Множественные выравнивания

Сравнивание выравниваний последовательностей разными программами

Для этого задания я взяла белки из практикума 9: HTPG_CLOBH, HTPG_BACSU, HTPG_HELPY, HTPG_ECOLI и HTPG_GEOSL. И провела их множественные выравнивания в Clustal Omega, T-Coffee, MUSCLE и MAFFT. Сравнила все пары выравниваний с помощью программы Лизы Плешко.

Было выявлено, что доля одинаково выравненных позиций в выравниваниях больше всего у пары MUSCLE и MAFFT (93% у каждого выравнивания) и меньше всего у пары Clustal Omega и MAFFT (85% у каждого выравнивания). Эти две пары я сравнила еще и в VerAlign. Результаты для первой пары: SP score: 0.97, CS score: 0.96, avg_SPdist score: 0.99. Для второй пары: SP score: 0.95, CS score: 0.93, avg_SPdist score: 0.99.

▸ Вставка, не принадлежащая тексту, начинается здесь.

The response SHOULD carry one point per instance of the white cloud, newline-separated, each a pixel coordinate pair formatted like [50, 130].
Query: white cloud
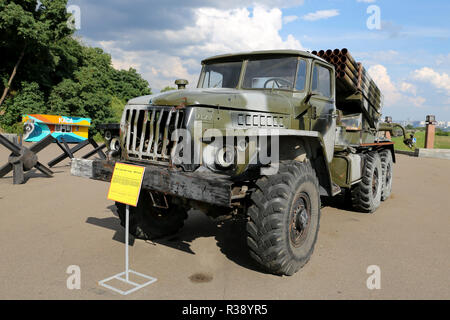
[213, 32]
[438, 80]
[392, 93]
[408, 87]
[288, 19]
[443, 60]
[221, 31]
[321, 14]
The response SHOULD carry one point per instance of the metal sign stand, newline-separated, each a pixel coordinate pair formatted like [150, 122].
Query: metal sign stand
[120, 276]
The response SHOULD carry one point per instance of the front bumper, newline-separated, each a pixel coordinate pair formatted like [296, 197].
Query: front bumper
[201, 186]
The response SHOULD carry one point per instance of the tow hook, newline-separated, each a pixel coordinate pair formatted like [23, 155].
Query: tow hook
[159, 199]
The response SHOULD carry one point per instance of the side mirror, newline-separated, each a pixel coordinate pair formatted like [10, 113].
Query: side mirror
[308, 97]
[181, 83]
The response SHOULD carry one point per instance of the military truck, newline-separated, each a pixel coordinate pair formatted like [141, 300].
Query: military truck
[264, 135]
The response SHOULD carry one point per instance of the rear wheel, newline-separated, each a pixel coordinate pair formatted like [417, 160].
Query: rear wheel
[366, 195]
[386, 167]
[148, 222]
[284, 218]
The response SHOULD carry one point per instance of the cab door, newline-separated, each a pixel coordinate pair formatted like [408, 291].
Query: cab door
[323, 108]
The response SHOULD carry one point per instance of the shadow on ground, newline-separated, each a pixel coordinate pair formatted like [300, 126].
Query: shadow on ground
[230, 235]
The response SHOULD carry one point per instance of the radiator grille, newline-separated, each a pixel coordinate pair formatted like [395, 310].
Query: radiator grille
[149, 132]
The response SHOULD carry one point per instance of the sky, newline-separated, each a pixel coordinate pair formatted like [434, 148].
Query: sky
[404, 45]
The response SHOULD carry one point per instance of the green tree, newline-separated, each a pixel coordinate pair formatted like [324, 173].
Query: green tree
[29, 100]
[27, 32]
[168, 88]
[58, 74]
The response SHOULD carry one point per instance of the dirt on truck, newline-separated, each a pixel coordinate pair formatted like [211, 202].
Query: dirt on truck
[264, 135]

Проанализировав последовательности, можно заметить крупные участки наибольшего расхождения выравниваний – недостоверные участки – 218-242 и 510-525 (также есть более мелкие участки). Так как программы MSA работают по разным алгоритмам, то это значит, что есть большая вероятность того, что такие спорные участки будут выровнены по-разному.

Множественные выравнивания в Jalview

Выдача программы Лизы Плешко пары MUSCLE и MAFFT

Выдача программы Лизы Плешко пары Clustal Omega и MAFFT

VerAlign пары MUSCLE и MAFFT

VerAlign пары Clustal Omega и MAFFT

Сравнение выравнивания по совмещению структур с выравниванием MSA

Для этого задания я выбрала семейства доменов PNTB (PF02233) – бета-субъединица NAD(P) трансгидрогеназы. Для выравниваний я взяла домены из этого семейства из бактерии Rhodospirillum rubrum (PDB_ID: 1E3T), быка (PDB_ID: 1D4O) и человека (PDB_ID: 1DJL).

Выравнивание структур было произведено в PyMOL (align). На картинках бирюзовым цветом обозначен домен из бактерии, зеленым – из быка и розовым – из человека. Как видно из выравнивания домены быка и человека более схожи между собой, чем с бактериальным доменом (что не удивительно). Выравнивание последовательностей с помощью Clustal Omega подтверждает это.

aligndomain1
aligndomain2

Множественное выравнивание с помощью Clustal Omega в Jalview

Описание программы MAFFT

MAFFT – это программа множественного выравнивания, использующая быстрое преобразование Фурье.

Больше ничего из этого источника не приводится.